Given this commitment, it is encouraging to note there was a strong desire by Member States to including obligations in these fields in the 2015 agreement.
The negotiations also helped reveal a common understanding by governments that effective policy making, in the field of climate change, is only possible if they engage the whole field of stakeholders that include national and regional governments, civil society, industry and the private sector.
Indeed, the importance for countries like China and the US to reach a bilateral agreement on how to reduce their GHG emissions was recently emphasized by the World Resources Institute as it reported that China accounted for 23 per cent of total GHG emissions in 2010, while the second-largest source, the US, was responsible for 15 per cent. This means that any agreement between the world’s two largest polluters would in fact be sufficient to lead us towards a more effective international agreement (for more information please click here.)
That being said, despite having defined some clear priority areas, the meeting did reveal wide disagreements on the actual structure of the 2015 agreement and the level of responsibility each country should bear.
On regional expectations about the structure of the 2015 agreement
The group of 77 and China believed that the draft agreement should reflect the principles of the UNFCCC, noting that in their capacity as developing countries they should be treated according to different rules than developed countries.

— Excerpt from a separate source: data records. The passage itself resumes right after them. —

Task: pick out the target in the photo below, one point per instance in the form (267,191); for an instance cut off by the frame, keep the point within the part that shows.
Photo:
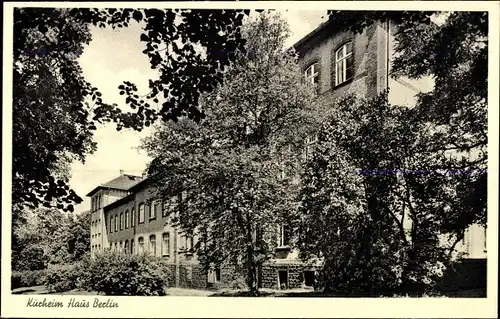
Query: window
(308,278)
(186,243)
(311,74)
(141,245)
(157,208)
(126,219)
(152,244)
(165,244)
(343,63)
(152,210)
(310,142)
(284,235)
(132,217)
(172,206)
(189,243)
(141,213)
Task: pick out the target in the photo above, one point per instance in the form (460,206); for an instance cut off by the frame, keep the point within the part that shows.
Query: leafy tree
(48,236)
(227,169)
(78,238)
(400,185)
(55,109)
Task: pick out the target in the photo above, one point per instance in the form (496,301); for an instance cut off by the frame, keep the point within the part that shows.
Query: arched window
(126,219)
(165,244)
(152,244)
(344,69)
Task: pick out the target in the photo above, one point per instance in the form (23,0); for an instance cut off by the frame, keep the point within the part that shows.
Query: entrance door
(283,279)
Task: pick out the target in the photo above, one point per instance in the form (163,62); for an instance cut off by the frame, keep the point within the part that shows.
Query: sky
(114,56)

The opinion coming from some developed states reflected a very different opinion on the matter. Indeed, USA, Japan, and Australia who all three had pulled out of the Kyoto protocol (the agreement providing binding GHG emission limitations) stated flatly that they would not want to see such a “binary” approach reflected in the future agreement.
The discussions in Bonn therefore displayed some very different perspectives on the structure of the 2015 agreement. Developing countries emphasized that the “intended nationally determined contributions” that Member States agreed to at the last UNFCCC meeting should figure in the 2015 agreement and should represent contributions that are not only about GHG mitigation, but also involve adaptation policies and financial support.
The date of implementation of the 2015 agreement is set for 2020. However, given the urgent need of states to act before we are faced with irreversible climate change, the negotiators agreed that one track of the Paris negotiations would involve agreements on actions to be implemented in the pre-2020 period.
For more information about these issues please click here.
Conclusion (summary and advice going forward)
The outcome of the UNFCCC meeting in Boon this March, was therefore not all doom and gloom. It revealed significant progress being made on a regional level in key focus areas that include renewable energy and energy efficiency. There is still however, quite a way to go before the Member States manage to agree on the degree of specific commitments that should be included in the Paris agreement in 2015. One thing is for sure however, regardless of their status as developing or developed countries, polluting nations need to take stock of their actions and redirect their support away from the fossil fuel industry towards solutions that will allow a transition to a green economy.
With that in mind it seems appropriate to end this blog with a quote from a report by the International Resource Panel:
“An investment of US $30 billion per year — under seven per cent of the US $480 billion paid in annual global fossil fuel subsidies — in the REDD+ forest conservation initiative can accelerate the global transition to green and sustainable growth and ensure the long-term wellbeing of tens of millions in developing countries”.